La agenda paralela del Gobierno.


Columna Marzo 2008.

Senador Jovino Novoa

La agenda paralela del Gobierno.

Apenas volvió de sus vacaciones, la presidenta Michelle Bachelet definió lo que serán las prioridades del Gobierno para los dos años que restan de su gestión. Así como en el primer período intentó (inútilmente) instalar la idea de un gobierno ciudadano, durante el “segundo tiempo” pretende llevar a cabo una reforma del sistema político.

La agenda política incluye cinco proyectos legislativos: la reforma de los partidos, el cambio del sistema binominal, la inscripción automática y voto voluntario, el sufragio de chilenos en el extranjero y la elección directa de los Cores.

Más allá del debate específico de cada una de estas iniciativas, considero que es totalmente inoportuno establecer como prioridad materias que no tienen relación con los problemas urgentes que enfrenta el país, como es la crisis energética, la delincuencia, la corrupción y el Transantiago.

Me parece poco serio que en momentos en que el Gobierno enfrenta graves irregularidades en el Mineduc y en EFE y cuando aún no se resuelven los problemas del sistema de transporte público en la capital se intente desviar la atención hacia temas de escasa relevancia pública. Esto es una demostración de una insensibilidad sin nombre hacia la gente.

Esta agenda paralela que pretende imponer La Moneda es prueba de lo irrelevantes que son los problemas de los chilenos para este Gobierno.
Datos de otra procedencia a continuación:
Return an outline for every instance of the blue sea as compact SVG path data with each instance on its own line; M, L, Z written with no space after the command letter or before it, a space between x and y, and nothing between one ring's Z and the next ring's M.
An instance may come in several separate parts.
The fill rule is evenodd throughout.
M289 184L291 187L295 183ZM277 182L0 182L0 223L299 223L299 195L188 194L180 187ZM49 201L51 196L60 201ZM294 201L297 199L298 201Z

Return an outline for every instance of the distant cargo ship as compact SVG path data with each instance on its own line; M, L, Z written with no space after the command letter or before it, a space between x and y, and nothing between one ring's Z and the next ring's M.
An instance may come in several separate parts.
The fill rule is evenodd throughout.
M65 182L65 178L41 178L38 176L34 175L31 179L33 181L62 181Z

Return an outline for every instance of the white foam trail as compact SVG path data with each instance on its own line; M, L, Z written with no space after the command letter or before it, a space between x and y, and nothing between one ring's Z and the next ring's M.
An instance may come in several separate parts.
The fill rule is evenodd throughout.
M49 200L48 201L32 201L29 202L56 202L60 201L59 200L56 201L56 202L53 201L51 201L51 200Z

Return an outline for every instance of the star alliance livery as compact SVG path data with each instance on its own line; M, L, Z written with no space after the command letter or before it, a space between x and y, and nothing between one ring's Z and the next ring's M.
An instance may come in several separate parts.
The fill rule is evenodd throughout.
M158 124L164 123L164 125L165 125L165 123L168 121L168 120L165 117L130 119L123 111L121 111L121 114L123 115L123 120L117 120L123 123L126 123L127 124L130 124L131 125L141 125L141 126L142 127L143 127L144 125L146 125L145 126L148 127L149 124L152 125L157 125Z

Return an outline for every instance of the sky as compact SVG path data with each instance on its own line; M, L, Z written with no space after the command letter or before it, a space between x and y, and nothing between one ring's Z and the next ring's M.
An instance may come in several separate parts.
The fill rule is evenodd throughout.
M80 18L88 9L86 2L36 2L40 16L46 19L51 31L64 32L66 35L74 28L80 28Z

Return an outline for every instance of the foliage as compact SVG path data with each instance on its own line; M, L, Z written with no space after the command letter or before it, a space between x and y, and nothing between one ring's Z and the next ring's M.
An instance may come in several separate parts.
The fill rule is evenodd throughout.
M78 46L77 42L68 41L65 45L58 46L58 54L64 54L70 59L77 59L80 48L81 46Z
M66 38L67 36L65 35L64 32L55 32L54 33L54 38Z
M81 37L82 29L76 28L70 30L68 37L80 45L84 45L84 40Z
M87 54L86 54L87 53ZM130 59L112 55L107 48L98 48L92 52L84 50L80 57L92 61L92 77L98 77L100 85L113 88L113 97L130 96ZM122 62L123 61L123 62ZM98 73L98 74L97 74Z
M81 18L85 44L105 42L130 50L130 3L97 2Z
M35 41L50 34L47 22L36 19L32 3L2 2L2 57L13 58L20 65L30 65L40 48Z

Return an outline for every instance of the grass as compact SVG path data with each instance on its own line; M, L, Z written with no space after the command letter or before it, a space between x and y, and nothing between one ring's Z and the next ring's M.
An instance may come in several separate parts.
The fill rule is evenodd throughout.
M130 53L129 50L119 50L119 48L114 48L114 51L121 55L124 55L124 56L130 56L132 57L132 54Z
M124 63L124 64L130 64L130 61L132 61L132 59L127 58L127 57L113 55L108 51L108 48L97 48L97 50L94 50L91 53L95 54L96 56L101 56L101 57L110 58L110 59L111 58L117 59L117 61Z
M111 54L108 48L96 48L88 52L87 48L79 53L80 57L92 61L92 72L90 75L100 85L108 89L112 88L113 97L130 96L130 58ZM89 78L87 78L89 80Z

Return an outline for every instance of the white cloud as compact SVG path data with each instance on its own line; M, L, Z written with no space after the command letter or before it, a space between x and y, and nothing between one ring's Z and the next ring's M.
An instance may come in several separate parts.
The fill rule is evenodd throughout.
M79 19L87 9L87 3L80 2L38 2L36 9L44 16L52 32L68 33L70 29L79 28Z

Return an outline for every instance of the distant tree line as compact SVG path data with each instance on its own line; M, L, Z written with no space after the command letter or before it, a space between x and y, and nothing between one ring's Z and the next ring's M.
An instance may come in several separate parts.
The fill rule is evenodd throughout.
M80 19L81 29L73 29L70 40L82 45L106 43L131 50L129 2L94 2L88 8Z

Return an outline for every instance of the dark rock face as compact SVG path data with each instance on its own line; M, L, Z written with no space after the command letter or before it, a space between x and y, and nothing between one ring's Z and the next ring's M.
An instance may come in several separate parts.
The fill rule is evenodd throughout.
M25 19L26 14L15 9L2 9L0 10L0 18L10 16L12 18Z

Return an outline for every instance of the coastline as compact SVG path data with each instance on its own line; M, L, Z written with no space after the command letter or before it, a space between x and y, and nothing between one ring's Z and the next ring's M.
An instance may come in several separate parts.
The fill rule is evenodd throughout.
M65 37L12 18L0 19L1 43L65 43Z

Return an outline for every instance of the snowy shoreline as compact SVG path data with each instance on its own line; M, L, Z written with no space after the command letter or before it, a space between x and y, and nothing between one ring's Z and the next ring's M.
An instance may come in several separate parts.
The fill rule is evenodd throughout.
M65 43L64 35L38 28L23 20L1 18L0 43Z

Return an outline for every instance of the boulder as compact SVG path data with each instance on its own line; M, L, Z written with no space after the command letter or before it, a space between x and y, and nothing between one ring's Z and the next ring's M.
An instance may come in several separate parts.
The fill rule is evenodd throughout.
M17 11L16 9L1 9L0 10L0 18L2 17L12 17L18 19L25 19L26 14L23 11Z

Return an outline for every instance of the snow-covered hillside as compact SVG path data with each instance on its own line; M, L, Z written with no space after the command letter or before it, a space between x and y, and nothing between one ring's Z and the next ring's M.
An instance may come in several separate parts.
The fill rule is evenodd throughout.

Pareciera haber dos realidades, dos Chile distintos: el que le conviene a la Concertación y el que le conviene de verdad al país.

Sinceramente, creo que se puede conversar de todo: del voto de los chilenos en el extranjero, del binominal y del financiamiento de los partidos políticos. Pero que estos temas sean considerados los más importantes de la agenda 2008 me parece irresponsable y una falta de respeto con todo el país. Es como si en Sudán, donde la gente se está muriendo de hambre, la prioridad del gobierno fuera mejorar la infraestructura deportiva.

De todas formas, si lo que quiere el Gobierno es modernizar el sistema político para aumentar la participación de la ciudadanía en las elecciones, lo que debe hacer no es cambiar las reglas del juego, sino que simplemente jugar limpio. Tal vez, si existiera la sensación de que el Gobierno y los políticos realmente se preocupan de los problemas de la gente; si hubiera un Gobierno transparente, con ministros eficientes en vez de jefes de campaña, tal vez disminuiría la desconfianza hacia la clase política y aumentaría el interés de la gente en el quehacer político.

El primer paso que debe dar el Gobierno para disminuir esta desconfianza en el sistema político es asegurar lo básico: que el dinero fiscal se invierta en la mejora de la calidad de vida de todos y no se desvíe al bolsillo de unos pocos y que no se altere voluntad popular con prácticas clientelistas ni intervencionismo electoral.